Same tournament, I've watched people "tin-cup" on certain holes and lose as many as 5 discs on from one lie multiple times throughout the years.

We did some speculative math one year and figured that there were about 300-400 lost discs for 72 players over the course of 3 rounds.




*similar Trojan layout that is being used at Worlds
 
I lost two discs on #2 [pond hole]at Dabney one day, because I was sure there was no way I was gonna hit the tree and careen into the water a 2nd time. :\

But I had a buddy who was playing a tourney in NC, where he crouched down to retrieve his drive from the edge of a deep lake. His heel tipped his bag up, and all 15 discs rolled out of his bag, plopped into the lake, and sank out of sight.
He finished with one driver and a putter, but the TD took pity and gave him a half-dozen new discs.

This almost happened to me one time, couldn't imagine what it feels like to actually lose all your discs like that.
 
Tin Cup'd a hole in New Orleans during a tournament. 4 shots in a row went into the drink. I believe I eventually got 2 or 3 of them back.
 
West Lake in Davenport IA -- That course eats discs like crazy. I've lost 4 in one day, and several times I've lost 2 on consecutive throws from the same lie. Lots of water hazards with tricky landing zones, and it tends to have some swirling winds. Many of the spots where discs tend to get wet also slope off steeply underwater, so even if you land near the shore you might never see it because it can slide right on down into the murky depths. Forget going in after it, no swimming allowed and tickets are given to people caught in the water.
 
I was in a tournament at the Valley about a month ago when we had all those rain storms and lost 3 on hole 11, the water was terrible.

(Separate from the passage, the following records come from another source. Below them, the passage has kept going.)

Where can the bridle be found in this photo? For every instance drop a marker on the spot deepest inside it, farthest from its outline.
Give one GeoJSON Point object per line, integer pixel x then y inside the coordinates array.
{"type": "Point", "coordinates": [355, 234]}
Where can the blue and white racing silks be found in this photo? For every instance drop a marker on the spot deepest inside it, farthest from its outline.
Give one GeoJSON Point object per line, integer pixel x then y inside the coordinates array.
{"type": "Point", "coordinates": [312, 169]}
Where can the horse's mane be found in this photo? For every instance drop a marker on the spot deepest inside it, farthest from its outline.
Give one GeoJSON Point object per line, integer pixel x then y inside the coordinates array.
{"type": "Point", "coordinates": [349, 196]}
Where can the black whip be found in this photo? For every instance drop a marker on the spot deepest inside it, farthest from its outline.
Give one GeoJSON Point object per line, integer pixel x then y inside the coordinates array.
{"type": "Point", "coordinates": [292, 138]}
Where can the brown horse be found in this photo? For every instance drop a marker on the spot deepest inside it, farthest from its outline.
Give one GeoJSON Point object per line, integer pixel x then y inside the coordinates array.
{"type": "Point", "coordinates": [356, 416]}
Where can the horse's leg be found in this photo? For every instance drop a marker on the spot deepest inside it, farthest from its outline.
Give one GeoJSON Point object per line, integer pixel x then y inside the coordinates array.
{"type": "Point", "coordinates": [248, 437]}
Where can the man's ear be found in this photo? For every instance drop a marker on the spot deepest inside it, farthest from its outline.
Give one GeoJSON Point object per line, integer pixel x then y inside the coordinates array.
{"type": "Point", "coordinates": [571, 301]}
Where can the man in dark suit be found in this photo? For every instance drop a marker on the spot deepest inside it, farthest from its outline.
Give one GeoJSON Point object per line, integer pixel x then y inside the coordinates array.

I mentioned it in another thread - my son and I lost 4 discs in one round at the Valley last weekend, including 3 on hole 11 over the water. Both our tee shots went in the drink, then he played a shot later on the same hole that went into a swampy area. I lost another one on the next hole.


This after a weeklong roadtrip over 4 states and 10 courses where we lost only 1.
 
playing highbridge bear course for the first time ever when not mowed over took almost all my drivers I had in the bag after 15 holes. easily 3 discs an hour lol.

See, I think if I arrived at a course like that, I'd probably just turn around and leave. A course in that bad of condition isn't worth it to me.
 
Back to back throws hit the same branch on a tree and went into the foul smelling water at the Fairborn Handyman course. I didn't throw a third.
 
Lost 3 in one day the day before my wedding. I'll never forget it (losing the discs that is...wedding was nice too!). Forked Run State Park in Ohio was a jungle. First was my perfectly seasoned blue champ orc deep in the brush. Then my OOP dx goblin (driving putter) deep in a poison ivy patch. Finally was my also nicely seasoned star teebird. I did get the teebird back two years later so that was nice!